Jalisco Governor Enrique Alfaro Ramírez. Photo: Red Producciones VT Noticias
With 11 members now, the group is demanding the celebration of a national treasury convention to redefine what they call the “federal pact,” which allocates funding from the Mexican Treasury for the states.
The governors consider this process unfair, mainly to states like Jalisco and Nuevo León, which pay more than they receive from the federal government.
On this issue, on Thursday, July 16, group member Jalisco Governor Enrique Alfaro Ramírez received the visit of the president and made it clear that “we may have differences, but we are both serving the nation.”
Lozoya Released from Prison
Mexican detainee and former Petróleos Mexicanos (Pemex) head Emilio Lozoya Austin was released on Thursday, July 16, from the Navalcarnero prison in Madrid and handed over to the Mexican Fiscal General of the Republic (FGR) representative in Spain and Europe Luis Alejandro Cervantes.

Former Pemex Director Emilio Lozoya Austin, left, with former Mexican President Enrique Peña Nieto. Photo: Google News
Lozoya had been imprisoned since February, accused in Mexico of money laundering, accepting bribes and embezzlement while he was director of Pemex from 2012 through 2016.

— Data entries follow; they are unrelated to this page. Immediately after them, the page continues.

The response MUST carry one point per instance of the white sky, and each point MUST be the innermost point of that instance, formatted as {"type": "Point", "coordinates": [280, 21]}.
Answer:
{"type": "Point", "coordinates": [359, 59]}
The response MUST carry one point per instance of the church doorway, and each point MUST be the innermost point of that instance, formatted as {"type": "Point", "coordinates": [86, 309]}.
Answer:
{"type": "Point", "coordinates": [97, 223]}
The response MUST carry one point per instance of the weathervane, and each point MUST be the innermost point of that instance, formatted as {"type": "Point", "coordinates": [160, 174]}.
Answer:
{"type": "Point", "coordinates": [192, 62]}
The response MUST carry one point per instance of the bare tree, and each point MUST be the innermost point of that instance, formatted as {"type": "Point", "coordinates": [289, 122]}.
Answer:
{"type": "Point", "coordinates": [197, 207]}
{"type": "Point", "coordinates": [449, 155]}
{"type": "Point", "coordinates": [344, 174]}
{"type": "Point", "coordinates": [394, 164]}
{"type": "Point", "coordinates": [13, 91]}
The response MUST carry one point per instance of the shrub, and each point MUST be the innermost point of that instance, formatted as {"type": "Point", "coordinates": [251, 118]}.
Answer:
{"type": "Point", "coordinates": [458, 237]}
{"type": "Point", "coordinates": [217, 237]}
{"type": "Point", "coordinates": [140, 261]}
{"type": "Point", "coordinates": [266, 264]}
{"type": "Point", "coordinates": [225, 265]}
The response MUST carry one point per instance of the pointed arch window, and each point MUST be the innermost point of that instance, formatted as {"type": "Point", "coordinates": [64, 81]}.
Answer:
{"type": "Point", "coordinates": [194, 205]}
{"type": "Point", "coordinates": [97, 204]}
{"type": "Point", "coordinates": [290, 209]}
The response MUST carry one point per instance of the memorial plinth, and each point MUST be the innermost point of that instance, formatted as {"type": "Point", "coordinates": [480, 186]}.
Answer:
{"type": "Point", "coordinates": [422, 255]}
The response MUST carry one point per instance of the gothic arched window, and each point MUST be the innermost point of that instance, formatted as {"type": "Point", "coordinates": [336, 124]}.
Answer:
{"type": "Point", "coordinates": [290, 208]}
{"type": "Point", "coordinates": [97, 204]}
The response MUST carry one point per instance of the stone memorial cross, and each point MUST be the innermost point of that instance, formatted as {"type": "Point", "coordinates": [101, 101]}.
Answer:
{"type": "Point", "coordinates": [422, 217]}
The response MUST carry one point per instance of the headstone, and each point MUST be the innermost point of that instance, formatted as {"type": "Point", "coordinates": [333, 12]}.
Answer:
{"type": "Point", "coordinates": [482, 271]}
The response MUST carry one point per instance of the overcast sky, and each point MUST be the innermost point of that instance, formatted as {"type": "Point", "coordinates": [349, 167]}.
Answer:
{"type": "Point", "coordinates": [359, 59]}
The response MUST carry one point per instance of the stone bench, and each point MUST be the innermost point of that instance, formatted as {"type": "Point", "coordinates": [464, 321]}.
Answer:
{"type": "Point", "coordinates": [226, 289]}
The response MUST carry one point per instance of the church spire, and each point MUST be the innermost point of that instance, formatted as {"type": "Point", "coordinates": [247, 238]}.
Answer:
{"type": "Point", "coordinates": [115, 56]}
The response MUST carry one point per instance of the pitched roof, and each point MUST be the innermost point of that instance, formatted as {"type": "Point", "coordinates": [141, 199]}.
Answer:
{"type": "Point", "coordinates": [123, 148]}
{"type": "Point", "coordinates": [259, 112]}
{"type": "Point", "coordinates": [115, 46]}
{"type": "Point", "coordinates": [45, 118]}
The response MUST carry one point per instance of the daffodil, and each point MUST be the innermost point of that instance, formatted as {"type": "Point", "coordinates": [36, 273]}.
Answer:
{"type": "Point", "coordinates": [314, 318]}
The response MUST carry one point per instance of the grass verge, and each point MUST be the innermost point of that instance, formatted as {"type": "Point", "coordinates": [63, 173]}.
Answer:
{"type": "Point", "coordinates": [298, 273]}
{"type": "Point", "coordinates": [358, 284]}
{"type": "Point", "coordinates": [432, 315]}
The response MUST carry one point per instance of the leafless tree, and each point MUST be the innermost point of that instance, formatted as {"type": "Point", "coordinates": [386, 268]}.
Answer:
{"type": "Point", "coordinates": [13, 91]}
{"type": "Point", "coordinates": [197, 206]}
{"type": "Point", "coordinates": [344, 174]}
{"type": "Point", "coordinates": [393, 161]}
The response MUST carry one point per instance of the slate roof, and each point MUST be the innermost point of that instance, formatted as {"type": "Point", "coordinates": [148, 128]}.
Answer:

In Mexico, the Federal Judicial Council announced that all trial sessions for Lozoya will be held behind closed doors and that all information regarding disclosures of the trial would be released through WhatsApp.
It was not known when Lozoya and Cervantes would leave Madrid, but they were expected to arrive at the International Airport in Mexico City in the wee hours of Friday, July 17.
No date has been set to begin the trial, but Senate Whip Ricardo Monreal said that Lozoya will have the effect of a political seismological epicenter because “every politico in Mexico involved in corruption is already trembling.”